Moscow Court Bans Air Traffic Controllers From Striking
A Tatarstan Airlines plane flying over the air traffic control tower at Domodedovo Airport.
A Moscow court on Thursday banned air traffic controllers from holding strikes after prosecutors complained that a clause in the charter of a national air traffic controllers union was illegal.
In particular, transportation prosecutors sought the cancellation of a clause enabling air traffic controllers in the Labor Union of Russian Radio Location and Navigation Workers to hold rallies, demonstrations, pickets and other collective gatherings as a way of lobbying their interests.
The labor union in question represents air traffic controllers at airfields and airports across Russia, the Prosecutor General's Office said in a statement on its website.

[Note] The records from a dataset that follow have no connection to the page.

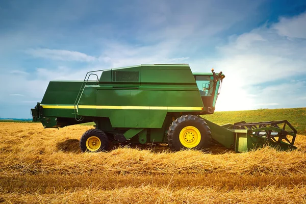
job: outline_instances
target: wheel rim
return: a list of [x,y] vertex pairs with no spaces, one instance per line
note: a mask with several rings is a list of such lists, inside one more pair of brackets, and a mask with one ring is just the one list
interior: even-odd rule
[[91,151],[99,149],[101,146],[101,141],[96,136],[91,136],[86,140],[86,147]]
[[200,131],[193,126],[186,126],[180,133],[180,141],[186,147],[195,147],[199,144],[200,141]]

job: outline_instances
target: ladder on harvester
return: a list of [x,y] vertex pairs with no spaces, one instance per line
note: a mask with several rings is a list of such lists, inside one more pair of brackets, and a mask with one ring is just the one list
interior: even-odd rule
[[[79,117],[78,107],[79,106],[79,102],[80,101],[80,99],[81,98],[81,96],[82,95],[82,94],[83,93],[83,92],[84,90],[84,88],[85,88],[85,86],[86,86],[86,85],[87,84],[87,83],[88,82],[96,82],[96,83],[97,83],[96,85],[97,85],[98,84],[98,82],[99,82],[99,78],[96,74],[93,73],[96,72],[98,71],[104,71],[104,69],[100,69],[100,70],[98,70],[88,71],[86,73],[86,75],[85,75],[85,78],[84,78],[84,80],[83,81],[83,82],[82,84],[82,86],[81,86],[81,87],[80,88],[80,91],[79,91],[79,93],[78,94],[78,96],[76,96],[75,101],[74,101],[74,119],[75,119],[75,120],[82,121],[84,119],[84,118],[82,118],[82,116],[80,118]],[[95,75],[97,77],[97,79],[96,81],[89,81],[89,77],[92,75]]]

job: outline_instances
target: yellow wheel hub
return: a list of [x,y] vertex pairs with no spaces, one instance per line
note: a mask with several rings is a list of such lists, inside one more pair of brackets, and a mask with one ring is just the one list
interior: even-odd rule
[[86,140],[86,147],[91,151],[99,149],[101,146],[101,141],[96,136],[89,137]]
[[180,133],[180,141],[186,147],[195,147],[199,144],[200,141],[200,131],[193,126],[186,126]]

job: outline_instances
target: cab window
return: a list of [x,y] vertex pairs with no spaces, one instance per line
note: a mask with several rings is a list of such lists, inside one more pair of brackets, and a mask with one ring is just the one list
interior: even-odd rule
[[210,76],[196,76],[195,81],[201,96],[212,95],[214,82]]

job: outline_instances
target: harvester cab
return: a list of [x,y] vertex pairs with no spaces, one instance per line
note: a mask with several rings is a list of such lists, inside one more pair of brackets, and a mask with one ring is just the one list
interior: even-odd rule
[[225,75],[222,71],[216,73],[214,69],[212,69],[212,73],[193,73],[193,75],[199,89],[203,105],[207,107],[207,113],[213,113],[212,109],[215,109]]
[[[214,113],[224,75],[192,73],[188,64],[140,65],[87,73],[84,81],[51,81],[31,109],[45,128],[94,122],[82,136],[83,152],[107,150],[110,142],[168,143],[174,150],[216,143],[237,152],[266,144],[294,149],[296,131],[279,122],[219,125],[201,117]],[[89,80],[91,75],[96,80]],[[286,126],[286,124],[284,125]],[[287,137],[287,136],[288,136]]]

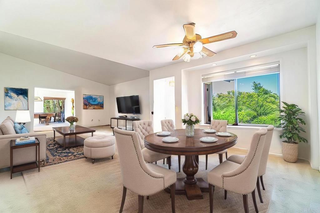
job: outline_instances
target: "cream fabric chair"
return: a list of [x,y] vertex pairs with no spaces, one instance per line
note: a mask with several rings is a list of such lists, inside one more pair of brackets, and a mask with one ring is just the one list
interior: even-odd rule
[[142,155],[145,160],[148,163],[156,162],[162,159],[167,158],[167,162],[169,169],[171,166],[171,156],[154,152],[145,147],[144,137],[153,133],[152,122],[150,120],[135,121],[133,122],[133,130],[138,133],[140,147],[142,150]]
[[161,127],[162,131],[173,131],[174,130],[174,123],[173,121],[171,119],[162,120]]
[[127,189],[138,195],[139,212],[143,211],[143,199],[165,189],[170,188],[172,212],[175,212],[174,196],[176,173],[143,159],[138,134],[132,131],[114,129],[123,183],[122,201],[119,212],[123,209]]
[[[227,125],[228,121],[226,120],[212,120],[210,124],[210,128],[214,129],[217,132],[226,132]],[[223,154],[226,153],[226,159],[228,158],[228,153],[227,149],[217,152],[219,155],[219,161],[220,163],[222,163]],[[208,168],[208,155],[205,155],[205,170]]]
[[258,212],[254,191],[267,132],[265,128],[261,128],[253,134],[250,149],[241,164],[226,161],[208,173],[211,213],[213,211],[212,198],[215,186],[225,190],[225,199],[227,191],[242,194],[246,213],[249,212],[248,194],[251,193],[256,212]]
[[[260,162],[260,166],[259,167],[259,171],[258,172],[258,177],[257,178],[257,189],[259,195],[259,198],[260,202],[263,202],[262,199],[262,196],[261,195],[261,191],[260,190],[260,183],[259,181],[259,177],[261,181],[261,185],[263,190],[265,190],[264,186],[263,185],[263,179],[262,176],[266,173],[266,170],[267,169],[267,164],[268,162],[268,156],[269,155],[269,151],[270,150],[270,146],[271,145],[271,141],[272,139],[272,135],[273,134],[273,130],[275,127],[272,125],[269,125],[267,127],[267,130],[268,131],[266,137],[266,141],[264,143],[264,146],[263,147],[263,150],[262,151],[262,155],[261,156],[261,161]],[[244,160],[246,156],[239,155],[233,155],[227,160],[230,161],[241,164]]]
[[[173,120],[166,119],[161,120],[161,127],[162,131],[171,132],[174,130],[174,122]],[[178,164],[179,166],[179,172],[180,172],[180,164],[181,162],[181,156],[178,156]],[[163,164],[164,164],[164,159],[163,159]]]

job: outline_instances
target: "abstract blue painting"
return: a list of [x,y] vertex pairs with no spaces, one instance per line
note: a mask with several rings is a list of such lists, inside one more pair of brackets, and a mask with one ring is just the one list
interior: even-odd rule
[[28,110],[28,89],[4,87],[5,110]]
[[84,110],[103,110],[103,96],[83,95]]

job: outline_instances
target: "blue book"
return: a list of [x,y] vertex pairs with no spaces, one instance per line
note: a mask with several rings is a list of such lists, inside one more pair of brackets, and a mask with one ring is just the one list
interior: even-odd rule
[[35,137],[30,137],[28,140],[24,140],[21,141],[20,139],[18,138],[16,139],[16,145],[22,145],[22,144],[26,144],[28,143],[34,143],[36,142],[36,139]]

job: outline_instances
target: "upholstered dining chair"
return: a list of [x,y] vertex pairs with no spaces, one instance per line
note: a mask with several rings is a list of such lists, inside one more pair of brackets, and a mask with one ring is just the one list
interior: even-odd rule
[[[266,137],[266,141],[264,142],[264,146],[263,147],[263,150],[262,151],[262,155],[261,156],[261,161],[260,162],[260,166],[259,167],[258,177],[257,178],[257,190],[258,191],[258,194],[259,195],[259,198],[260,199],[260,202],[261,203],[263,203],[263,201],[261,195],[259,179],[260,178],[261,181],[261,185],[262,186],[262,189],[263,190],[265,190],[264,185],[263,185],[263,179],[262,178],[262,176],[266,174],[269,151],[270,149],[270,146],[271,145],[271,141],[272,139],[273,130],[275,128],[275,127],[273,126],[273,125],[269,125],[266,128],[268,132]],[[244,160],[246,156],[245,155],[233,155],[228,158],[227,160],[241,164]]]
[[[161,127],[163,131],[171,132],[174,130],[174,122],[173,120],[166,119],[161,120]],[[181,162],[181,156],[178,156],[178,164],[179,166],[179,172],[180,172],[180,164]],[[163,164],[164,164],[164,159],[163,159]]]
[[133,130],[138,133],[140,147],[142,150],[143,158],[148,163],[157,161],[167,158],[167,162],[170,169],[171,166],[171,156],[154,152],[144,146],[144,137],[153,133],[152,121],[150,120],[135,121],[133,122]]
[[172,212],[175,212],[175,191],[176,173],[153,164],[146,163],[140,147],[138,134],[115,128],[121,178],[123,184],[120,213],[122,212],[128,189],[138,195],[138,212],[143,212],[145,196],[152,195],[170,187]]
[[212,199],[216,186],[224,189],[225,199],[227,191],[242,194],[246,213],[249,212],[248,194],[251,193],[256,212],[258,212],[255,190],[267,132],[265,128],[261,128],[253,134],[248,154],[241,164],[225,161],[208,173],[211,213],[213,211]]
[[[210,124],[210,128],[214,129],[217,132],[226,132],[227,125],[228,121],[226,120],[212,120]],[[222,163],[223,155],[226,153],[226,159],[228,158],[228,152],[227,149],[223,150],[216,154],[219,155],[219,161],[220,163]],[[208,155],[205,155],[205,170],[208,169]]]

In the statement, prosecutors said the Savyolovsky District Court's ruling was justified, since the Labor Code and Air Traffic Code forbid strikes by airport staff in the interests of ensuring passengers' safety and national security.

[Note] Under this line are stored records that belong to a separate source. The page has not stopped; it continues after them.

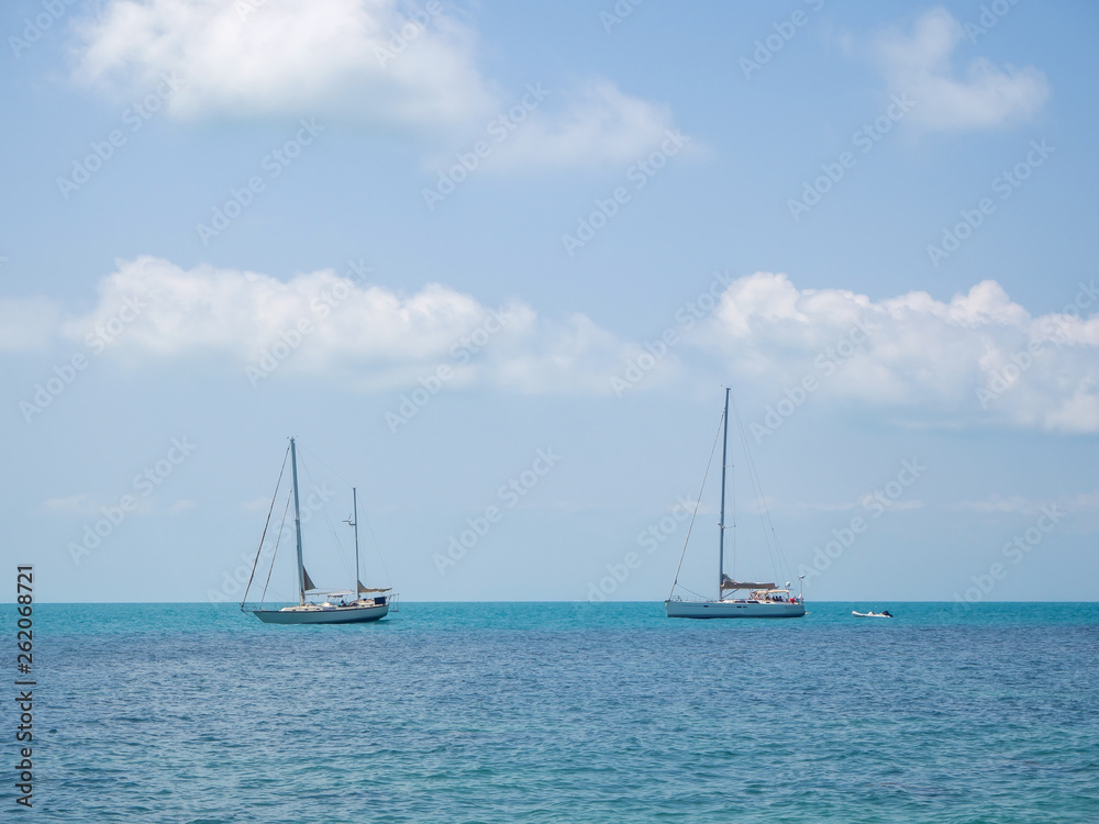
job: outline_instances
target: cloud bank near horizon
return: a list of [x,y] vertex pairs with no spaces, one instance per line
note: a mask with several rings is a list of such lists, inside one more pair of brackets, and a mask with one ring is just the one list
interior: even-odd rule
[[776,404],[814,396],[906,425],[1099,432],[1094,281],[1033,315],[993,280],[950,301],[922,291],[872,300],[756,272],[726,281],[710,314],[654,357],[652,342],[581,313],[547,319],[520,299],[489,307],[441,283],[402,294],[369,282],[362,265],[287,281],[149,256],[116,266],[86,313],[0,299],[0,353],[76,347],[138,370],[188,363],[253,385],[308,377],[360,392],[412,388],[442,366],[456,387],[614,396],[640,364],[644,379],[628,392],[718,375]]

Strikes are commonly used by air traffic controllers all over the world as a means of securing improved working conditions.
In 2010, Russian air traffic personnel at more than 50 domestic airports declared a hunger strike, demanding pay increases tied to inflation, the resignation of the head of the state unitary enterprise supervising air traffic and an agreement with a labor union representing their interests.